The obvious answer is to use social media to talk about what your family is up to. We might be more separated as a species in terms of physical space, but we’ve built digital links that still allow us to connect with people.

Over time, it has become natural. It’s your child’s first day of school, so you post a picture to Instagram or Facebook. You’re proud and you want to share the moment with the people you love. As expected, the ‘likes’ and comments begin to flood in, bonding everyone together in a moment of happiness. It’s sweet, it’s fun, it’s harmless… isn’t it?

Perhaps not. There are instances where using social media as a running commentary on the life of your child could be problematic. And not in a parental overshare kind of way, either. That’s annoying and potentially embarrassing for kids when they’ve grown up, but it’s nothing compared to the real risks. Especially when you consider digital kidnapping.

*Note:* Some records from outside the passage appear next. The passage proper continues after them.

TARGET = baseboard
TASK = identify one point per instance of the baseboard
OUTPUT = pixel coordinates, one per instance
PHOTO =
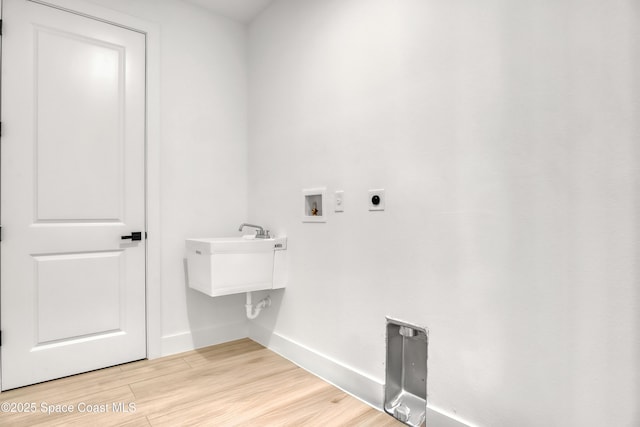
(362, 386)
(191, 340)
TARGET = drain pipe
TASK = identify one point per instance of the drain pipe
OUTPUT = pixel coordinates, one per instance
(254, 311)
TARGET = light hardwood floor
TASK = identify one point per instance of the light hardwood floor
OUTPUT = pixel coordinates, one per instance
(239, 383)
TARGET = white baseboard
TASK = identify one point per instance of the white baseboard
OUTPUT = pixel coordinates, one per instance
(360, 385)
(191, 340)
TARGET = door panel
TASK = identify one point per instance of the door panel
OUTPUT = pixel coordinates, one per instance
(90, 74)
(72, 164)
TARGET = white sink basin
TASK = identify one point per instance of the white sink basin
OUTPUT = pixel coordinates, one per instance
(228, 265)
(231, 244)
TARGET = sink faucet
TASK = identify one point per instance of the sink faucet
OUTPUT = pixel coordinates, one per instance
(260, 232)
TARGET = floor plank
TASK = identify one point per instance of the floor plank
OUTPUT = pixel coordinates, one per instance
(239, 383)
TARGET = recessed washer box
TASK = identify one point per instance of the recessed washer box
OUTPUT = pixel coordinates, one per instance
(229, 265)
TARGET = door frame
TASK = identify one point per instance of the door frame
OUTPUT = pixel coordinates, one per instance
(152, 152)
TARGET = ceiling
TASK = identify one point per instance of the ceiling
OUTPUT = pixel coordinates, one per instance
(239, 10)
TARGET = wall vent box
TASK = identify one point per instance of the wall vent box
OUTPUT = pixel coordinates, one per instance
(405, 390)
(314, 205)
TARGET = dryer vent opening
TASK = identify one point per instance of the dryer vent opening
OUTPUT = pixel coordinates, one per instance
(405, 396)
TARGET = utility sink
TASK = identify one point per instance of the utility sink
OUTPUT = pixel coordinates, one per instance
(228, 265)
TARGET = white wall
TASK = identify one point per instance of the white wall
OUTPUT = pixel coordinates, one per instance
(203, 158)
(505, 133)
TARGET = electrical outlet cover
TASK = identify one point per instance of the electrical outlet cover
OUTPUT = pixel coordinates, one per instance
(339, 201)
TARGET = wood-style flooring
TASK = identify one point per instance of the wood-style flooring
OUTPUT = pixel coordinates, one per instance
(239, 383)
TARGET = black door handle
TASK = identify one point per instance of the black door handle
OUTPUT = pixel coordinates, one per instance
(136, 235)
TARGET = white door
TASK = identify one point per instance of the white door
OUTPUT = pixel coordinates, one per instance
(72, 172)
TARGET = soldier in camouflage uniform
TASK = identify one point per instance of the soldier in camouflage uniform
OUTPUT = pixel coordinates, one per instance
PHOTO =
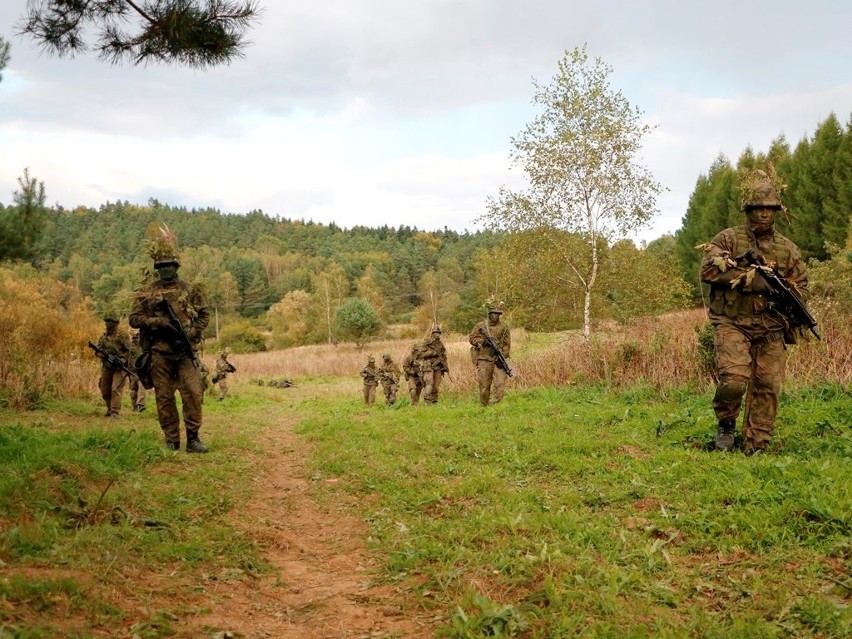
(412, 374)
(112, 379)
(223, 368)
(137, 391)
(432, 363)
(488, 374)
(371, 380)
(173, 369)
(750, 343)
(389, 375)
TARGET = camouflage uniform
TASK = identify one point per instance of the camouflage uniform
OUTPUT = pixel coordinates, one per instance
(389, 375)
(137, 391)
(171, 367)
(750, 343)
(370, 375)
(223, 367)
(432, 364)
(412, 374)
(488, 374)
(112, 379)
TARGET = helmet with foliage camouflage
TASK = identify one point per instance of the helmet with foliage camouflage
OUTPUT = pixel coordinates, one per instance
(162, 246)
(761, 189)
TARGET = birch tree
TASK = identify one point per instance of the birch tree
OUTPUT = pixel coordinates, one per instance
(581, 159)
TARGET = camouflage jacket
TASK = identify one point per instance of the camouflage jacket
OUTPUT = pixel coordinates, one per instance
(151, 319)
(731, 299)
(223, 367)
(370, 375)
(501, 334)
(117, 343)
(389, 373)
(432, 356)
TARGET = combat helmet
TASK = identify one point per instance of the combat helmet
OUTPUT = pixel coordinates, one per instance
(162, 246)
(761, 189)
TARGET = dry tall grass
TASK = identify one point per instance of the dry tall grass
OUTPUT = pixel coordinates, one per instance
(659, 352)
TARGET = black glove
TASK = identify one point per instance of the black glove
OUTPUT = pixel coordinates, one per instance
(759, 285)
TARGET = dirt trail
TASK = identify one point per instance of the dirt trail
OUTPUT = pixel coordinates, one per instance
(323, 587)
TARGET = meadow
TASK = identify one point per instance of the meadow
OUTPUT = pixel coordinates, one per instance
(586, 506)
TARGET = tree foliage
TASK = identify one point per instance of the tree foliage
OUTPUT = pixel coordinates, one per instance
(358, 321)
(4, 55)
(818, 174)
(21, 225)
(580, 157)
(182, 32)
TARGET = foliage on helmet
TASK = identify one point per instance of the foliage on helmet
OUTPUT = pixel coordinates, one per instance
(761, 188)
(162, 245)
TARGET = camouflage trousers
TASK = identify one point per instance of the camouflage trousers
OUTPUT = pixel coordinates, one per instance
(137, 393)
(390, 389)
(111, 384)
(223, 387)
(370, 393)
(170, 374)
(415, 387)
(431, 385)
(490, 377)
(750, 364)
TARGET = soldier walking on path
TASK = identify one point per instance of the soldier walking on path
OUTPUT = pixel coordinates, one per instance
(389, 375)
(137, 390)
(223, 368)
(751, 334)
(490, 376)
(371, 379)
(411, 371)
(112, 378)
(432, 363)
(171, 316)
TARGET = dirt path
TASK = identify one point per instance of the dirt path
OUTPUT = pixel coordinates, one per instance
(324, 583)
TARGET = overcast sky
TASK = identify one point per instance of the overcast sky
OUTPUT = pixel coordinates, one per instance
(400, 112)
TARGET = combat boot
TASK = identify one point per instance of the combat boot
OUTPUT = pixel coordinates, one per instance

Posting Photos Online: Think Of The Possibilities

digital kidnapping Image via Pixabay


Photographs of children are routinely stolen online and shared elsewhere on the internet. The purposes for this vary, from more benign “troll” behavior to the more severe. It’s been referred to as digital kidnapping, and the more photos you share online, the higher your chance of falling victim to it.

If you think your photos are safe from this because your accounts are set to private, you might have a point. However, unless you personally know and verify every person you allow to friend you, then you can’t be sure. It’s easy to be duped by a fake account of someone purporting to know you, agreeing to their friends request and then suddenly they have access to all those photos. Vigilance is your only option, though some might suggest just refraining from posting photos is the preference.

Keeping Family Informed

So if you decide to clamp down on the photograph sharing, where does that leave you? Consigned to not being able to share photos of your kids and little bits of information about their achievements? It’s not going to be long until far-flung friends and family begin to feel left out.

There are still plenty of options outside of social media. You could use an app to send your photos as a real postcard or even print out special photos and send them yourself. Alternatively, if you want to stay in the digital realm, then you can create custom email groups and send out regular updates. That way, you know the pictures are only going to the people you intend them for.

It might seem paranoid, like you are turning your back on a simple solution by choosing to blacklist social media pictures. To an extent, you are; but think about your reason for doing so. There is possibly no better reason to restrict something than to do it for the sake of your children, so look at the alternatives until you find something that works.